Umodzi Party president, Professor John Chisi is demanding Malawi Police Service (MPS) Inspector General (IG) Rodney Jose to resign for allegedly failing in his role to stop abductions and killings of people with albinism.
Chisi said the killings are avoidable but police are lacking a strategy and have taken a back seat in dealing with the abomination.
“This issue of albino killings is unacceptable. These are avoidable deaths. The police have failed us, as they have the National Intelligence Bureau yet are doing nothing,” Chisi said.
He asks Jose to conduct a news conference to let the nation know why they are failing to end the malpractice.
Chisi said the failure by MPS to update the nation on the steps and progress so far made in the search for perpetrators and measures to protect person with albinism is “clear evidence of the IG’s incompetence in handling the matter.”
He said: “This is the incompetence of the Malawi Police Service, if they are being stopped by politicians in the fight against the killings, they should come out, and say it.”
The opposition and civil society organisations (CSOs) have been accusing government of failing to deal with the vice, while President Peter Mutharika continues to hit back at such criticism, saying government is doing all it can to curb the vice, and that it is every one’s duty to fight the killings.
Malawi Congress Party (MCP) leader Lazarus Chakwera said during a press briefing in Lilongwe last week said President Peter Mutharika should stop being “a coward” and deal with the atrocities once and for all. He said his administration would end the attacks, abductions and killings of persons with albinism if voted into government during the May 21 Tripartite Elections.
But Mutharika, speaking during the commissioning of the $50 million (about K36 billion) World Bank-funded Kamuzu Barrage and bridge on Monday in Liwonde, said by not providing the solution now, his critics have no solution.
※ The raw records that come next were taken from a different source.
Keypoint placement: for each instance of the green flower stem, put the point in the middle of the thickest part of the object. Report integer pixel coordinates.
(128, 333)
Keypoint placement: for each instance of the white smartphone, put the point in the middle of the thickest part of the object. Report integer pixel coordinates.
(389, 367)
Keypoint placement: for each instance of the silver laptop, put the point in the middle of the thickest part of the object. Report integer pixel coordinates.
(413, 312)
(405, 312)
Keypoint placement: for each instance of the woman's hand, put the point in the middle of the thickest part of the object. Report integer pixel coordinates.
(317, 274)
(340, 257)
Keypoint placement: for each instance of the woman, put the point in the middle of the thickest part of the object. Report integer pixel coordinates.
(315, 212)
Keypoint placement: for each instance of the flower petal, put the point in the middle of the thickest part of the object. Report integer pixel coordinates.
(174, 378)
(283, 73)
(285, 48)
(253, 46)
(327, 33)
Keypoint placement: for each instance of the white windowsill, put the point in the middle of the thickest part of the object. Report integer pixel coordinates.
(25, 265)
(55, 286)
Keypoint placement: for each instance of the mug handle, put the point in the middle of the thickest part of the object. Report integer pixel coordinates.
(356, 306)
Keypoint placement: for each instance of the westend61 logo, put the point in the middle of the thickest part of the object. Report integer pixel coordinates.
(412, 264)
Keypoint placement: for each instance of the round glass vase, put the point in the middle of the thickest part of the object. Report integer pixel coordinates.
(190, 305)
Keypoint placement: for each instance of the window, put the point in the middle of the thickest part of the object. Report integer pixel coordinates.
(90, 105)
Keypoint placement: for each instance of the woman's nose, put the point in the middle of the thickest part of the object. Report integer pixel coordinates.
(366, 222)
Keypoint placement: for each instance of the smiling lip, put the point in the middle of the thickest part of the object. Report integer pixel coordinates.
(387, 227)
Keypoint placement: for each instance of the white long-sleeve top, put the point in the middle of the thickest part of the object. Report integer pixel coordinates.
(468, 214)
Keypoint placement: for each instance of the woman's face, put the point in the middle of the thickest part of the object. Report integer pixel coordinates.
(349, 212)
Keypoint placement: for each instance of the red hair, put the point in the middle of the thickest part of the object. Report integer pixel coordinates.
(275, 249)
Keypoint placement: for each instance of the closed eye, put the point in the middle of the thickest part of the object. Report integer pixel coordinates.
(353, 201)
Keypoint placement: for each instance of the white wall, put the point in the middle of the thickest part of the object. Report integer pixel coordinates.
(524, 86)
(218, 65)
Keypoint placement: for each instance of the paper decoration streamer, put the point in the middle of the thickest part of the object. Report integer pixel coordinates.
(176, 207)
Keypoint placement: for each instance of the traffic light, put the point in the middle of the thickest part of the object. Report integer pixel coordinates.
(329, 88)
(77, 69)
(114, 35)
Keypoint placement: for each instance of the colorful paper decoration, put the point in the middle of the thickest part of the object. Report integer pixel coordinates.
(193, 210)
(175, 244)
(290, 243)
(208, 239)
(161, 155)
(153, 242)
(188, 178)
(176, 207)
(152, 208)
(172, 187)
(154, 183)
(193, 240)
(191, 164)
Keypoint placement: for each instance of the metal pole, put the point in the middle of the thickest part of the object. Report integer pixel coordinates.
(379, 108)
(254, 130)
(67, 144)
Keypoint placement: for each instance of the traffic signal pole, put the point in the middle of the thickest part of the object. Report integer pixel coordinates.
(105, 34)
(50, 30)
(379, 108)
He said: “The issue of abduction and killings of persons with albinism is complex and is disheartening. When such reports started, I sent the Inspector General of Police to Rwanda and Tanzania to learn how our colleagues have managed to contain the problem. They came up with a National Action Plan which, among others, recommended that police units be constructed in all areas to increase security.
“It is sad that someone is saying I am a coward and that I am doing nothing to deal with the issue. Let me warn you, do not politicise this issue.”
Since November 2014, the number of reported crimes against people with albinism in Malawi has risen to 152 cases, including 25 murders and more than 10 people missing, according to Association of People with Albinism in Malawi.